Vaccini: copertura Piemonte oltre 95%

Il Piemonte ha superato l'obiettivo del 95% di copertura vaccinale, che è la soglia di sicurezza raccomandata dall'Oms. Restano però ancora circa 49mila inadempienti, per i quali gli uffici delle Asl preposti alle vaccinazioni resteranno aperti senza bisogno di prenotazione. Nella fascia 0-16 anni, gli oltre 87mila inadempienti presenti all'inizio della campagna vaccinale sono stati recuperati al 43,8%, con oltre 38 mila bambini vaccinati. A Torino nella fascia di età 0-6 anni restano ancora circa 600 inadempienti, che salgono a duemila considerando l'intera Regione. "Ci attestiamo su un livello alto in Italia - ha sottolineato l'assessore alla Sanità del Piemonte, Antonio Saitta, illustrando i dati a margine dei lavori del Consiglio regionale di oggi - eravamo molto preoccupati soprattutto per il morbillo, ma il problema è risolto. Gli inadempienti riceveranno una nuova lettera di richiamo, e potranno vaccinarsi semplicemente presentandosi, senza prenotare. Siamo soddisfatti, e continueremo a sensibilizzazione le famiglie perché il risultato continui a migliorare e si mantenga nei prossimo anni".

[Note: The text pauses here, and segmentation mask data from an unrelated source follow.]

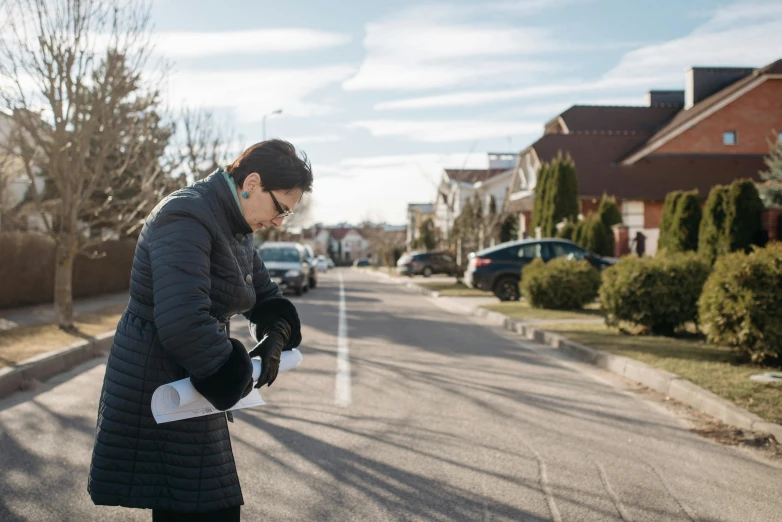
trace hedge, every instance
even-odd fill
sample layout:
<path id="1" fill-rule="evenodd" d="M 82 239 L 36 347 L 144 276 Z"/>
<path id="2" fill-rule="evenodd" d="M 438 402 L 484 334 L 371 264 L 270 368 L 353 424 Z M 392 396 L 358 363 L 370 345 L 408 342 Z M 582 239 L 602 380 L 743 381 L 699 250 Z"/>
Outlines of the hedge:
<path id="1" fill-rule="evenodd" d="M 127 290 L 136 243 L 108 241 L 99 259 L 78 256 L 73 268 L 73 297 Z M 54 301 L 54 241 L 32 233 L 0 233 L 0 308 Z"/>
<path id="2" fill-rule="evenodd" d="M 597 297 L 600 273 L 586 260 L 535 259 L 521 275 L 521 292 L 535 308 L 573 310 Z"/>
<path id="3" fill-rule="evenodd" d="M 782 365 L 782 243 L 718 258 L 698 308 L 709 341 Z"/>
<path id="4" fill-rule="evenodd" d="M 627 321 L 649 333 L 673 335 L 698 318 L 698 298 L 709 275 L 697 254 L 627 256 L 603 272 L 600 300 L 606 322 Z"/>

È sensibilmente aumentata la copertura vaccinale per morbillo, parotite e rosolia a 24 mesi di età, che è salita dal 91,06% dello scorso anno al 94,72% rilevato al 31 dicembre 2017, dopo l'introduzione della legge. Per quanto riguarda le coperture a 5-6 anni di età, i valori per la prima dose sono superiori e raggiungono il 96,8%. Anche per gli altri vaccini, anti-poliomielite, difterite, tetano, pertosse, Epatite B, Haemophilus influenzae B, si è registrato un incremento della copertura ed è stata superata la soglia del 95%, con livelli che spaziano dal 95,28% del vaccino Hib (Haemophilus influenzae B) al 95,93% dell'antitetanica.